"La zapatera prodigiosa" de García Lorca, en versión de Trece Gatos, o de cómo las buenas propuestas teatrales se sirven a veces en recipientes humildes


Ayer, Día Mundial del Teatro, lo celebramos como debe hacerse ese día, acudiendo a uno de los mágicos recintos donde se hace posible la existencia de este acontecimiento artístico y social milenario cuya razón de ser reside en el público. Y allá nos dirigimos, en calidad de tal, hasta Usera, en cuyos límites se alza orgulloso el humilde y muy activo Centro Sociocultural Mariano Muñoz, donde tiene establecida su sede, desde hace más de diez años, la compañía Trece Gatos.

No es la primera vez que hablamos en La última bambalina de este proyecto teatral dirigido por Carlos Manzanares Moure, cuya trayectoria acumula ya una treintena de montajes de alta calidad, de autores representativos del mejor teatro español y extranjero. Desde que nos cautivaron, en 2017, con una poética y enternecedora versión del Sueño de una noche de verano, y volvieron hacerlo al poco tiempo con El maleficio de la mariposa, no hemos perdido ocasión de ver cada nueva creación de esta singular compañía que ha encontrado desde hace tiempo un estilo propio, su arte nuevo de hacer comedias en este tiempo -y digo bien comedias, aunque el drama y el coturno no son ajenos a su repertorio-, pues ese es el género donde más cómodo se siente el universo farsesco característico de Trece Gatos, en el que la lágrima y el dolor se presentan siempre con comprensiva ternura y, a ser posible, dulcificados por una sonrisa, normalmente adornada con tintes poéticos y de mágica ensoñación.

Esta descripción, válida para cualquiera de sus montajes, se adecúa perfectamente a su interpretación de La zapatera prodigiosa, con la que Carlos Manzanares, director y autor de esta versión del conocido texto lorquiano, vuelve a demostrar haber cogido la medida al dramaturgo granadino, a quien le sienta bien, muy bien, su estilo.

El viejo y tantas veces repetido tema del matrimonio desigual en edad y desavenido se convierte en un bello cuento con reconciliación y final feliz en esta "farsa para personas" de Federico García Lorca inserta en una línea de renovación teatral muy extendida en las primeras décadas del siglo XX, cuya fórmula fue utilizada asimismo por el cine cómico estadounidense como forma de conectar con el público, en los inicios del séptimo arte. No resulta en absoluto sorprendente que Manzanares haya recurrido -en una práctica no ajena a sus montajes previos- a la proyección de imágenes reales de los actores que intervienen en la acción, en blanco y negro, propias de ese tipo de películas mudas.

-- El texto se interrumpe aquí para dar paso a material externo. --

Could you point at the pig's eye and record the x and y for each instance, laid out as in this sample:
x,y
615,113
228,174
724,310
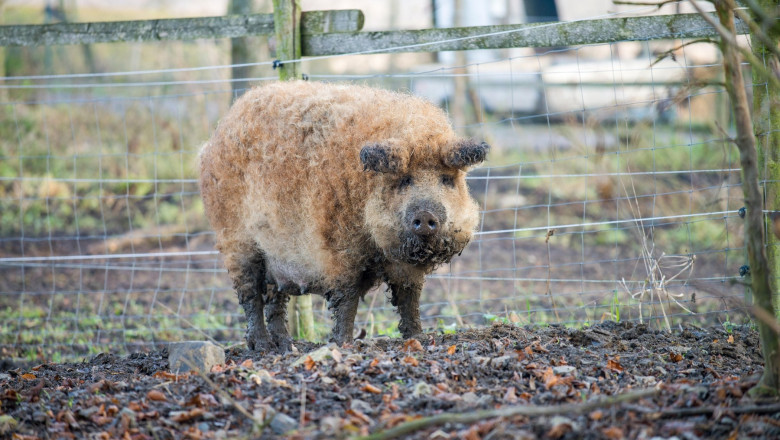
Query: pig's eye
x,y
405,182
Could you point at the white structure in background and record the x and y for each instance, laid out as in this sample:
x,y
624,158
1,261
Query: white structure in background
x,y
607,78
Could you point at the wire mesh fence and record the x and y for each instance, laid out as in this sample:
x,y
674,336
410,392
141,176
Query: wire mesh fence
x,y
612,193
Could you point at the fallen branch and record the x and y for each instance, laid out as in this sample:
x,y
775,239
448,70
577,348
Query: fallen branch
x,y
709,410
509,411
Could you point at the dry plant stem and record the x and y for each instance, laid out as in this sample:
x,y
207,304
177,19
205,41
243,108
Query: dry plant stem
x,y
226,396
509,411
754,219
731,39
549,273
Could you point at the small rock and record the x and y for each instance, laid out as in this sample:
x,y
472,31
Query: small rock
x,y
501,362
128,417
40,417
194,355
7,424
565,370
283,423
422,389
317,355
470,397
261,376
330,424
646,380
359,405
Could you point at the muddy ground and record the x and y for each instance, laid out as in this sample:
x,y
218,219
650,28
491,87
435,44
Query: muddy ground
x,y
700,378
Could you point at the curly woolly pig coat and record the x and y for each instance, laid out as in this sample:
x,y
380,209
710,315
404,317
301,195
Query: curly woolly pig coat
x,y
333,189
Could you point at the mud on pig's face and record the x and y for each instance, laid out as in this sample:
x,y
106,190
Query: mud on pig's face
x,y
421,213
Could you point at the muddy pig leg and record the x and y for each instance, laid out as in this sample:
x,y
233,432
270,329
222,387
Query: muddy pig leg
x,y
248,274
343,304
276,317
406,298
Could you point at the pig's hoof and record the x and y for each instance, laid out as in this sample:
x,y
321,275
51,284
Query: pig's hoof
x,y
282,345
257,341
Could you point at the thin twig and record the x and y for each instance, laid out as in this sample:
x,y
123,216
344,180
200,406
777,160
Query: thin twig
x,y
549,273
509,411
731,40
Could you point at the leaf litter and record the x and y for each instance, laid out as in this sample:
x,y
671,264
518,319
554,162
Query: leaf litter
x,y
375,386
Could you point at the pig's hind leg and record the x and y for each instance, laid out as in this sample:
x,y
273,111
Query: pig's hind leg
x,y
247,269
276,317
406,299
343,304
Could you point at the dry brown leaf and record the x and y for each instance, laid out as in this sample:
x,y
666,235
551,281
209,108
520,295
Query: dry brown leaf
x,y
614,364
510,396
309,363
186,416
551,379
156,395
559,430
360,416
596,415
371,389
613,433
169,376
412,345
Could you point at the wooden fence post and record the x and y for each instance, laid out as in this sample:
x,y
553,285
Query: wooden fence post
x,y
287,23
766,119
760,272
239,49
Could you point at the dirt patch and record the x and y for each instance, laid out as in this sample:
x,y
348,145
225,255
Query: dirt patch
x,y
327,392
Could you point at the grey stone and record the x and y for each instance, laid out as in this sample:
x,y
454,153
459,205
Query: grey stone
x,y
470,397
422,389
194,355
501,361
129,415
565,370
7,424
317,355
282,423
359,405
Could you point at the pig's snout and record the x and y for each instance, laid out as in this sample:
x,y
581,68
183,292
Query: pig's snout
x,y
425,218
425,223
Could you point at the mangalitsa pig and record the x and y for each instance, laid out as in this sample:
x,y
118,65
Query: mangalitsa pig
x,y
334,189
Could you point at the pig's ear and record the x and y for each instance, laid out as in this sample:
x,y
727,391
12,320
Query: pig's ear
x,y
466,153
382,158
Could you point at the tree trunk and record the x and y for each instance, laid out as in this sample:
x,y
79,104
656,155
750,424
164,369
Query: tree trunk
x,y
754,219
239,49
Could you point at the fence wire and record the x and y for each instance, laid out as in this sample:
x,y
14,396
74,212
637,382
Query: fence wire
x,y
612,193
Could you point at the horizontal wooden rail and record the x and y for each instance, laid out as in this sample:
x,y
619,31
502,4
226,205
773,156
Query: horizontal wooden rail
x,y
522,35
232,26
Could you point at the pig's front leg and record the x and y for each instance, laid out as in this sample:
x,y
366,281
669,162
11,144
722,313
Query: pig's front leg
x,y
406,299
343,304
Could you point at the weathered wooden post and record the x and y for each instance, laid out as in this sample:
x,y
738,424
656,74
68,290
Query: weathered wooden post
x,y
766,119
287,24
239,49
760,271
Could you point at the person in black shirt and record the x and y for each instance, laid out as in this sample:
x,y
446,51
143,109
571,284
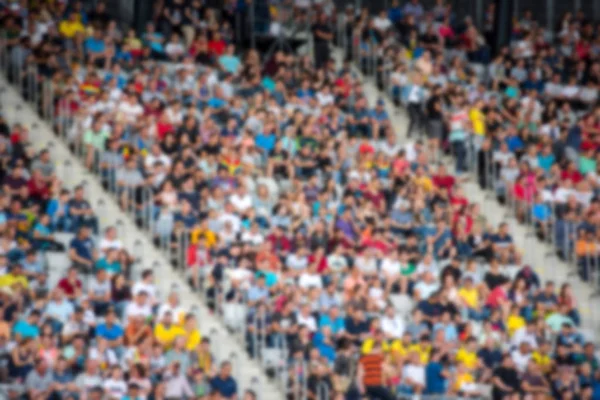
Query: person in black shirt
x,y
99,17
452,269
431,41
173,17
505,380
322,36
435,121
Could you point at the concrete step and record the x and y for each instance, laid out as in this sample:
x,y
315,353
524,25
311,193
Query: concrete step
x,y
249,374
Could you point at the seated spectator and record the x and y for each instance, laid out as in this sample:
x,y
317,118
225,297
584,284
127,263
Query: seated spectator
x,y
82,251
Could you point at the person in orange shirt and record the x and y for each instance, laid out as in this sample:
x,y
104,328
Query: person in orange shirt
x,y
267,259
353,282
136,331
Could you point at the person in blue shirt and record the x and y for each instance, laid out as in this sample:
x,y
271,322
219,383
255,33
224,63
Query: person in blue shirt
x,y
115,74
95,47
305,93
110,262
436,374
546,158
133,392
332,320
186,215
111,330
223,384
266,142
514,142
395,12
82,251
155,40
42,235
229,62
27,328
323,341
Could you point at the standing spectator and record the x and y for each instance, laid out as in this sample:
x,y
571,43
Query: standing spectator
x,y
370,374
322,37
223,384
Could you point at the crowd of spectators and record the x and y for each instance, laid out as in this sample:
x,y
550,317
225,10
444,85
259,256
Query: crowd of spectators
x,y
288,193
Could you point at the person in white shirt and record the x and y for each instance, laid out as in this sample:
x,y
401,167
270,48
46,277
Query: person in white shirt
x,y
428,264
115,386
130,108
174,48
525,334
305,318
172,306
297,262
521,356
110,240
427,286
390,265
228,217
310,279
337,262
413,374
563,192
253,236
381,22
139,308
156,155
392,325
241,199
324,97
146,284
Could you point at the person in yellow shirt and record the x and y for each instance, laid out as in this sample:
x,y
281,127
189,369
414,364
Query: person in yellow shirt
x,y
423,180
166,331
423,348
71,26
202,232
477,118
192,333
469,294
464,382
399,347
515,321
467,355
202,356
15,277
542,356
369,343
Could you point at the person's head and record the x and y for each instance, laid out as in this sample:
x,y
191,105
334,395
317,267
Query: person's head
x,y
147,276
225,370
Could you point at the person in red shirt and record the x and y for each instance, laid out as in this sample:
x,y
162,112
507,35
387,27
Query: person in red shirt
x,y
571,173
216,46
319,260
279,241
442,180
71,284
498,297
198,257
163,126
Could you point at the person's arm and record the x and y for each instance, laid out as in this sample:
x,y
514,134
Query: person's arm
x,y
77,258
360,374
500,384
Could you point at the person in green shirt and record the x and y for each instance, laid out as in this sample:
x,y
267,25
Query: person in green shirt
x,y
407,272
94,140
587,162
110,263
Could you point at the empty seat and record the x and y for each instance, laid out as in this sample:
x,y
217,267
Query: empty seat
x,y
234,316
57,261
64,238
402,303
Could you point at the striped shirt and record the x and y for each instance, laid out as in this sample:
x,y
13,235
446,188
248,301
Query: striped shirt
x,y
372,365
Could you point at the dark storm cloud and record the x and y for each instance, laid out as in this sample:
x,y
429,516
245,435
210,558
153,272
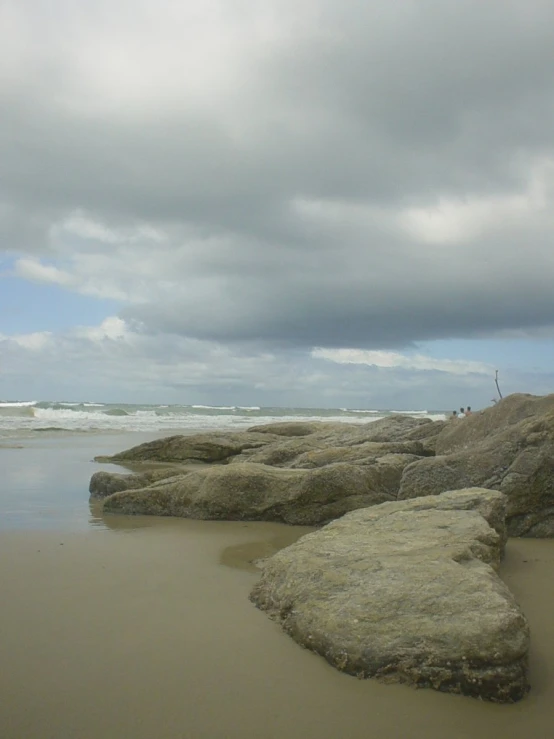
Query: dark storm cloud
x,y
297,178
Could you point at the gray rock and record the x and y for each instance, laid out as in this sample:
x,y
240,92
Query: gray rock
x,y
516,458
258,492
210,447
103,484
407,592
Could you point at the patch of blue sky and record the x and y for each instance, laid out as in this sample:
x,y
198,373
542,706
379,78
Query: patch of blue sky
x,y
27,307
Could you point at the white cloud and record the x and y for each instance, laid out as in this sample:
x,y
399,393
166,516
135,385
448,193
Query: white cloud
x,y
454,221
112,328
35,342
32,269
395,360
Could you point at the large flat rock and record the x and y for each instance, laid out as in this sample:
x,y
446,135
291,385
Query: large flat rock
x,y
253,492
509,448
407,592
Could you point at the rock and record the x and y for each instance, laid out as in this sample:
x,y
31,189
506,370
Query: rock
x,y
457,435
407,592
211,447
290,428
343,442
369,453
516,458
103,484
251,491
312,452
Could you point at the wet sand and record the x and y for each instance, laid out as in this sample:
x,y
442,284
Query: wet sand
x,y
140,628
148,632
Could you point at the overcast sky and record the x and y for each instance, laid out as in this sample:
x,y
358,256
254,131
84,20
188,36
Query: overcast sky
x,y
277,202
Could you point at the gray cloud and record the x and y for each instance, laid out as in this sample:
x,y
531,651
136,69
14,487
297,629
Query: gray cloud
x,y
368,174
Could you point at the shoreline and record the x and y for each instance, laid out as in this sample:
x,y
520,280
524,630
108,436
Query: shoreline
x,y
148,631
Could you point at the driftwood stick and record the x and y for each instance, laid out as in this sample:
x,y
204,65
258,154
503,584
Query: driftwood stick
x,y
496,382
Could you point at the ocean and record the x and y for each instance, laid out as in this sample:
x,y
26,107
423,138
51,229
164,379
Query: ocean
x,y
26,417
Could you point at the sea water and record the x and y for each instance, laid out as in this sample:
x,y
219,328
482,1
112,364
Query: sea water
x,y
23,417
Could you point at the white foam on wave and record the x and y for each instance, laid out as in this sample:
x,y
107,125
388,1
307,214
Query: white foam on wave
x,y
412,413
357,410
18,404
214,407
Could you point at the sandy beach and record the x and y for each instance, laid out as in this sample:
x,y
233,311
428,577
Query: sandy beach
x,y
141,627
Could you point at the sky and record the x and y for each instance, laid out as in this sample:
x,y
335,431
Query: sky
x,y
315,203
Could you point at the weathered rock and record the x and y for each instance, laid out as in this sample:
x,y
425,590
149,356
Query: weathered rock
x,y
309,452
211,448
291,428
406,592
517,459
347,442
103,484
457,435
258,492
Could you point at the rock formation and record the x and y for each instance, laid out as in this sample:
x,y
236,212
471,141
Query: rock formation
x,y
343,466
407,592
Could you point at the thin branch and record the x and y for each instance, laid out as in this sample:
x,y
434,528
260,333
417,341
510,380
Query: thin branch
x,y
496,382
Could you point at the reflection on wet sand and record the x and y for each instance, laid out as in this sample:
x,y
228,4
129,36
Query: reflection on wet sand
x,y
149,635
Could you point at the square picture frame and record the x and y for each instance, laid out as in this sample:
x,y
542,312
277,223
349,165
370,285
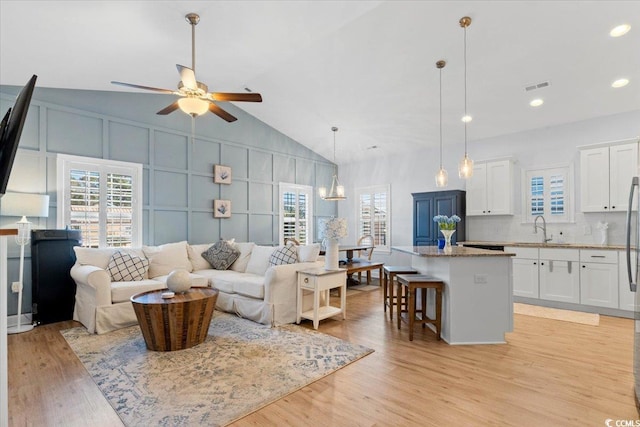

Con una escenografía esencial, muy bien resuelta, capaz de reproducir el hogar donde viven un maduro zapatero y su joven esposa -por motivos, suponemos, de verosimilitud esta versión aumenta en diez años la edad de ambos esposos-, a la que saca treinta y cinco años, y un vestuario que, sin perder el estilo "gótico-fabuloso" característico de la compañía y el sentido onírico de sus creaciones, transmite asimismo con claridad el ambiente y unas situaciones propias de la España rural de un siglo XX trasnochado y atemporal. Otro elemento fundamental y muy destacable del montaje es la música -bellísimo el leitmotiv de la pieza, a guitarra-, obra del mismo Carlos Manzanares, interpretada por él mismo a lo largo de la representación.

No podemos concluir nuestra crónica sin destacar el excelente trabajo realizado por un elenco de actores formado por Raquel León (zapatera), José Mora (zapatero), Nuria Simón (vecinas, beatas, don Mirlo, mozos), Ángeles Laguna (alcalde) y Almudena Sepúlveda (niña). Sus actuaciones, absolutamente apropiadas para el lenguaje de la farsa, sin perder por ello la suficiente naturalidad, cumplieron con solvencia y profesionalidad su cometido, demostrando un dominio escénico y de los recursos vocales y corporales propio de intérpretes de largo recorrido.

Un diez, en definitiva, para el trabajo de esta humilde y entregada compañía que mantiene su entusiasmo por la escena con la misma ilusión con que inició su andadura en 2010, con unos resultados asombrosos, dignos de ser conocidos más allá de los dignos, aunque reducidos, límites del escenario de un centro cultural. Muchos son los montajes vistos por los ojos de este curioso observador que se oculta tras La última bambalina con la intención de documentar la realidad teatral de nuestros días, y aseguro que los trabajos de Trece Gatos merecerían ser vistos en muchas de las salas de este Madrid -y fuera de la capital- donde abunda una variada oferta teatral al alcance y gusto de todos los públicos. 

Ternura, poesía, sensibilidad, humor, fantasía e imaginación... esos son los ingredientes de una compañía teatral a la que invitamos a seguir en sus sueños.